The three Yahwist religions are people much identical.  Judaism, Chistianity and Islam follow more or less the same plot, though the names and events vary slightly.  The really crafty part is that the three are masterful creations for instilling hatred, division and separatism among a bunch of people that or more or less the same.

All three start off with one man wandering into the wilderness alone.  There he communes with some sort of Great Spirit who gives him, and only him, a Great Message for the Masses.  Furthermore, only he and his hand-picked successors have the power and ability to interpret this 'message' for mass consumption.

Now you have a tailor-made means of controlling large numbers of people.  You, the elite, need only brainwash a handful of gullible and greedy idiots, and they in turn will go out and do the dirty work, believing the whole time that they have been chosen by God's messenger to bring the One True Interpretation of some dusty of stories to the world.

The best part is that all three groups have a god that will torture and kill anyone who doesn't follow the inspired interpretation.  This god commands people to slaughter entire civilizations, wipe out cultures and baptize/convert anyone left standing.

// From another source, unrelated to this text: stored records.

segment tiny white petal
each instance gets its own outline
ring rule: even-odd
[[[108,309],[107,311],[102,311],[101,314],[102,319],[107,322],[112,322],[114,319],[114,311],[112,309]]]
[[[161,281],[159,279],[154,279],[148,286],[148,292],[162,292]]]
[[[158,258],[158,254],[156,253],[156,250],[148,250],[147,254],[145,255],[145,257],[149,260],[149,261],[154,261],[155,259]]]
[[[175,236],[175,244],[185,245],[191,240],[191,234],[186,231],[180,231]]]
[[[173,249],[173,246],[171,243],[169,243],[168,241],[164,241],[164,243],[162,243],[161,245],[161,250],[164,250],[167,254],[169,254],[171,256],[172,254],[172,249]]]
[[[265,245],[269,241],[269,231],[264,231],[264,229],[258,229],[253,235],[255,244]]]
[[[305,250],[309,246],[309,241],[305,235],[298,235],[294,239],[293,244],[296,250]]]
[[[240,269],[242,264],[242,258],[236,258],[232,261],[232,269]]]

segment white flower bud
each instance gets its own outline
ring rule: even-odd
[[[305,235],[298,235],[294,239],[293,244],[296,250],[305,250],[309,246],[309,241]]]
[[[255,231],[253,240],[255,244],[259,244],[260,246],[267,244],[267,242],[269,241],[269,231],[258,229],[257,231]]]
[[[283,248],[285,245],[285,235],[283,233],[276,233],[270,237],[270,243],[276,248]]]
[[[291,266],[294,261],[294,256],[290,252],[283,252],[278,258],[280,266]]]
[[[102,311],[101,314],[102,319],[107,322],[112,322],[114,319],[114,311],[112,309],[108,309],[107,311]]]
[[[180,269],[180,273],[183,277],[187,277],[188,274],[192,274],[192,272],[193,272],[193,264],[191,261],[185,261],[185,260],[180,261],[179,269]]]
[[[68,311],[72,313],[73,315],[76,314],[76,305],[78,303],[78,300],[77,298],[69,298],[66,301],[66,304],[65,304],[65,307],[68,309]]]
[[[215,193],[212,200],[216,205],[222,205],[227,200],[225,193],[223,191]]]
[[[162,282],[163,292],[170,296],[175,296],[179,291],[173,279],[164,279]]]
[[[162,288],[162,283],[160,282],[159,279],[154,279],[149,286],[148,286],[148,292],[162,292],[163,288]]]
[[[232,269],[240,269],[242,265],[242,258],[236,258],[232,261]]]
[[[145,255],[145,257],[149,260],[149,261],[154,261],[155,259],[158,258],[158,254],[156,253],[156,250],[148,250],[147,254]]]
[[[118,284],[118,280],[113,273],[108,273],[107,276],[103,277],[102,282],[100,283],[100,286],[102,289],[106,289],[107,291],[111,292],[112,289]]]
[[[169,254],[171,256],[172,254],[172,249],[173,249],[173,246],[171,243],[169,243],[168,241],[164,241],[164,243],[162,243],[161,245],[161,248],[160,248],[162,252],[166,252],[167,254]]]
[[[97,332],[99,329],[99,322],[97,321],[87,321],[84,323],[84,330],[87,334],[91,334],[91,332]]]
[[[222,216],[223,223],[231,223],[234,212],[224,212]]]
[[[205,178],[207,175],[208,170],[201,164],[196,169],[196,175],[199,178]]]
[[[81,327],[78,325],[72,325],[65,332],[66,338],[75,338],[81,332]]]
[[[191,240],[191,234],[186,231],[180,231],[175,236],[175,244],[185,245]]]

All three stories begin with a gory murder and revolting violence.  The Jews watch as all the children in Egypt are killed and Pharoh's army drowned.  The Christians see their god brutally tortured and hung on a tree.  The Muslims follow their prophet into horrific battles to wipe out the infidels.

All three stories tell their followers that no one will believe them and everyone will hate them for their beliefs.  All three are told that once the 'signs' are fulfilled, their god will return in glory and justify everything by showing that they were right the whole time.

The scheme has been so successful, that all three groups have been at each other's throats for centuries, and when they aren't fighting each other, they are on pogroms to wipe out the heretics and blasphemers among their own ranks.  In fact, the whole thing is so devisive that the Jews, Christians and Muslims have all split themselves up into multiple sects believing that only they have the True Interpretation of the stories, and only they have direct lineage to the first man who secretly and solitarily got the first message.

It's all quite clever and humorous, as long as you don't think about all the death and destruction that has been caused by these three stories.

What you end up with are about half the world's population, who all hate each other and are suspicious of anyone not in their little sect.  All of them whole-heartedly believe that they will be proved right after the entire Earth is destroyed and their god comes back to say, "See, I told you so!"  And all three will do absolutely nothing to stop the elite from pulling off their evil plan, because the 'signs' are being fulfilled!

Oh, yeah...when atheism started taking hold back at the turn of the 20th century?  Well, those crafty elites came up with a secular version of the exact same stories, called the UFO Phenomenon.  Basically, aliens created humans and will return to destroy all the wicked ones and take the True Believers off to paradise.  In the meantime, they are kidnapping folks and giving them secret and solitary messages and empowering those folks to go out and spread it to the masses, along with their special interpretation.

Same damn story, same plot, same everything.  Only this time, we don't have something called 'god.'  Now we just have vastly superior lifeforms from 'out there.'

Once I saw through all this crap, I was fresh again.  Today, I vacuumed the window sills and cleaned the windows, re-arranged my office, wrote a column, and got some useful repairs and chores done around the house.  Amazing what can be done when you break this evil and cynical spell that's been cast over the world for so long.  I no longer feel depressed and gloomy!

For those who are still True Believers and refuse to See the Light, then try this mental exercise:  If God appeared to you right now and commanded you to go across the street and murder your neighbor, would you do it?  If the answer is an honest "no", then you are well on your way to a full and complete recovery.